Setelah 3 bulan bekerja sebagai CS, Nurul yang dinilai baik kinerjanya diangkat sebagai karyawan tetap, dan menjadi tukang cuci piring selama 4 bulan. Sudah itu, ia diangkat lagi menjadi juru masak selama 4 bulan, lalu diangkat sebagai kasir selama 6 bulan, dan menjadi supervisor selama 1 tahun. Karena kekosongan jabatan, Nurul kemudian diangkat lagi sebagai auditor, dan setelah itu menjadi manajer area selama 2 tahun.
Jabatan sebagai manajer area, membuat Nurul harus sering bepergian keluar kota untuk memberikan pelatihan kepada para karyawan baru di berbagai kota di Jawa Tengah, seperti Semarang, Magelang, Solo dan Yogyakarta.

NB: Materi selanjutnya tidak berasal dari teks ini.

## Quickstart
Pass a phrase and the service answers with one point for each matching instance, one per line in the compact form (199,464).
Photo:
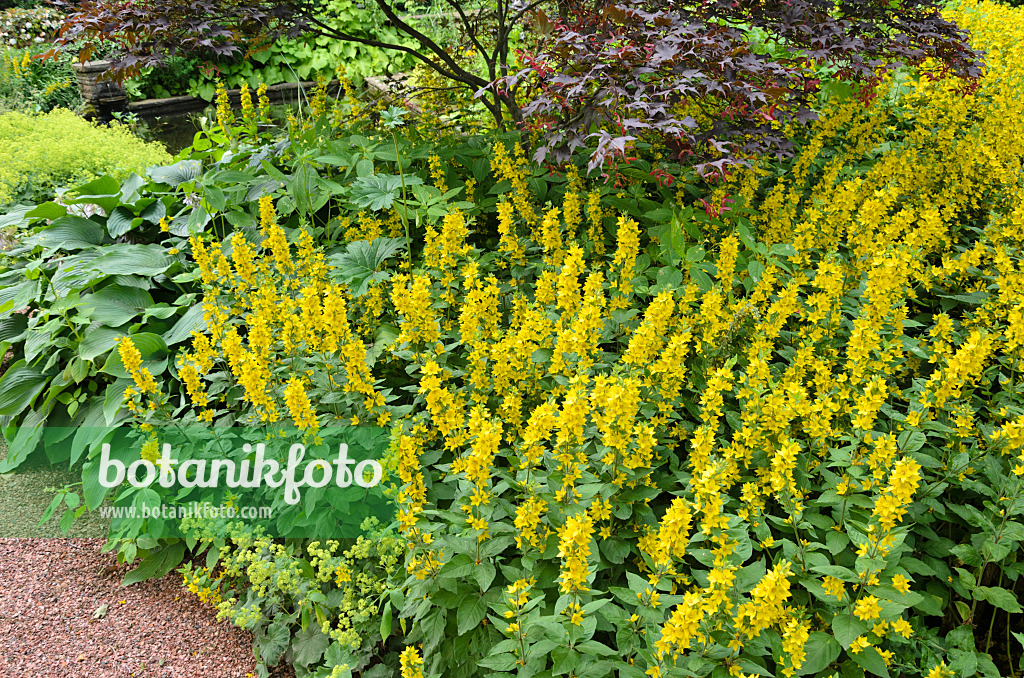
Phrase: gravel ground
(51,589)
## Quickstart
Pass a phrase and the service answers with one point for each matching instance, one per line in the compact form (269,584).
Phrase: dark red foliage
(150,31)
(613,75)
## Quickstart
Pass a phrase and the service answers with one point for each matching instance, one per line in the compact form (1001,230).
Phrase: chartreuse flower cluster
(806,460)
(339,588)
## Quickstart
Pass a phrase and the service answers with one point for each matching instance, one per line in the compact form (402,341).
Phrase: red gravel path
(49,590)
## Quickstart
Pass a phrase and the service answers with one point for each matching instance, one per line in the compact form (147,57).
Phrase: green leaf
(176,174)
(121,221)
(846,628)
(157,563)
(98,341)
(821,649)
(104,192)
(386,623)
(272,641)
(701,279)
(472,609)
(309,645)
(18,386)
(16,297)
(869,660)
(193,321)
(146,260)
(1001,598)
(68,234)
(114,305)
(502,662)
(361,262)
(155,355)
(378,192)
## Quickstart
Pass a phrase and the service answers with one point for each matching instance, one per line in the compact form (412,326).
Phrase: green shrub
(42,153)
(31,84)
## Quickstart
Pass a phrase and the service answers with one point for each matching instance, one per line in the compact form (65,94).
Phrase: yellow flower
(412,663)
(902,627)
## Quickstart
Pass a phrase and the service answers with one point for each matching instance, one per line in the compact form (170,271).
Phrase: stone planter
(102,96)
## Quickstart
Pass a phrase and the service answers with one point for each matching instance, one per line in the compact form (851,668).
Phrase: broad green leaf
(194,320)
(821,649)
(361,262)
(869,660)
(157,564)
(98,341)
(114,305)
(18,386)
(176,174)
(846,628)
(145,260)
(68,234)
(309,645)
(379,191)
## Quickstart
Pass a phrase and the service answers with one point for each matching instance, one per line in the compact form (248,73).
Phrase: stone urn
(101,95)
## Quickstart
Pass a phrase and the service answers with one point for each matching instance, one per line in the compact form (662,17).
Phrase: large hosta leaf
(132,260)
(115,305)
(18,386)
(176,174)
(68,234)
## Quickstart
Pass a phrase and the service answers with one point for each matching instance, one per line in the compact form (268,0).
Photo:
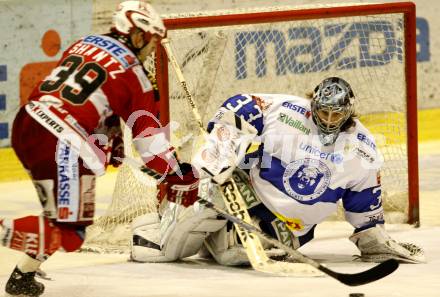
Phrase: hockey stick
(375,273)
(264,264)
(252,244)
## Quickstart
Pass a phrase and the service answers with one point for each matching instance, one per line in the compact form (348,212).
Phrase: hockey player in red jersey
(70,126)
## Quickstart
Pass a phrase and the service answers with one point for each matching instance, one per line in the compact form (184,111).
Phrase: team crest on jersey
(306,179)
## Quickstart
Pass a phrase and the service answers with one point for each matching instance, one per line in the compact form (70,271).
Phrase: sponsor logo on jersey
(299,109)
(290,121)
(68,181)
(364,155)
(284,233)
(244,187)
(306,179)
(263,104)
(363,138)
(293,224)
(43,116)
(314,151)
(376,217)
(113,47)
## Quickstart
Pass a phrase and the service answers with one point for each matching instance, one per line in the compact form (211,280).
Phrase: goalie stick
(264,264)
(375,273)
(235,202)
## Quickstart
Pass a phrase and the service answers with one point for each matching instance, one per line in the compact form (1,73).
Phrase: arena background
(38,32)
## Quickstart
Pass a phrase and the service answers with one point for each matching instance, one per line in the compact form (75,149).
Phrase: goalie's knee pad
(179,233)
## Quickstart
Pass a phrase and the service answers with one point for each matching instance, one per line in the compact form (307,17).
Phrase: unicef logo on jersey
(306,179)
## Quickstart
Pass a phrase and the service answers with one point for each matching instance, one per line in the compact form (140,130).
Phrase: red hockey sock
(34,235)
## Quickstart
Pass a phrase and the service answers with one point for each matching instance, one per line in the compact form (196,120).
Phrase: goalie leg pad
(376,245)
(178,234)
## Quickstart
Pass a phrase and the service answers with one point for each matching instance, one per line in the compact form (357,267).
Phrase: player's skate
(23,284)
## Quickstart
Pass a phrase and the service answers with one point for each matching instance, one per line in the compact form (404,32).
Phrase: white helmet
(332,106)
(137,14)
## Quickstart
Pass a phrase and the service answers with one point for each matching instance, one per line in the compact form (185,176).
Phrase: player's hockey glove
(376,245)
(181,189)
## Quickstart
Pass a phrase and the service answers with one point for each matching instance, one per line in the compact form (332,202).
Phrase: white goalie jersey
(296,177)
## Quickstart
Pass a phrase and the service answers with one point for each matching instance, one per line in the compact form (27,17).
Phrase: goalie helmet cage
(289,51)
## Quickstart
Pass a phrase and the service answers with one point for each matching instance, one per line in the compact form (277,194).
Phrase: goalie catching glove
(181,187)
(377,246)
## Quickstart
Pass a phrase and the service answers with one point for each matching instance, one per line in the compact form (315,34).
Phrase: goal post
(178,27)
(286,50)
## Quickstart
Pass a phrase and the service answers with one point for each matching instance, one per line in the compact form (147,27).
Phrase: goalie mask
(332,106)
(137,14)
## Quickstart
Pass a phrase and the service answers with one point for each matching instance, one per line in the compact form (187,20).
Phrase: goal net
(288,51)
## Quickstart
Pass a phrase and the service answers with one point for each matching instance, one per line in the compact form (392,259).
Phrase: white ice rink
(92,275)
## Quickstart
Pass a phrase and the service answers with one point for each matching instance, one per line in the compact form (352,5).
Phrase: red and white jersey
(98,77)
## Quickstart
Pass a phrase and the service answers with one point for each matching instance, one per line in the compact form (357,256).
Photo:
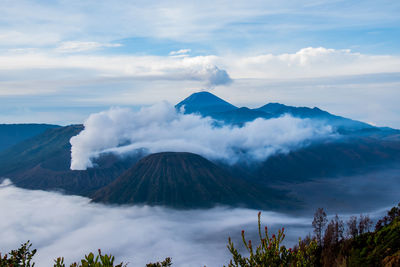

Dan, seiring pekerjaannya yang meningkat itu, pada usia 29 tahun, ketika menjadi manajer area sebuah resto ayam goreng krispi di Yogyakarta, ia menikah dengan Emy Setyawati, seorang karyawati toko swalayan di Yogyakarta yang saat itu dipacarinya selama 2 bulan.
Namun, meski jabatannya sudah manajer, gajinya tetap dirasa kurang. Apalagi, tak lama setelah menikah itu, pada 1997, Nurul dikaruniai anak. Emy lalu membantu ekonomi dengan membuat roti. Hidup pas-pasan tak membuat Nurul patah arang. Namun, hempasan ekonomi pada 1998, dengan terjadinya krisis moneter, hidup semakin dirasa berat. Saat itu, Nurul memutuskan keluar dari pekerjaannya dan berniat membangun bisnis sendiri.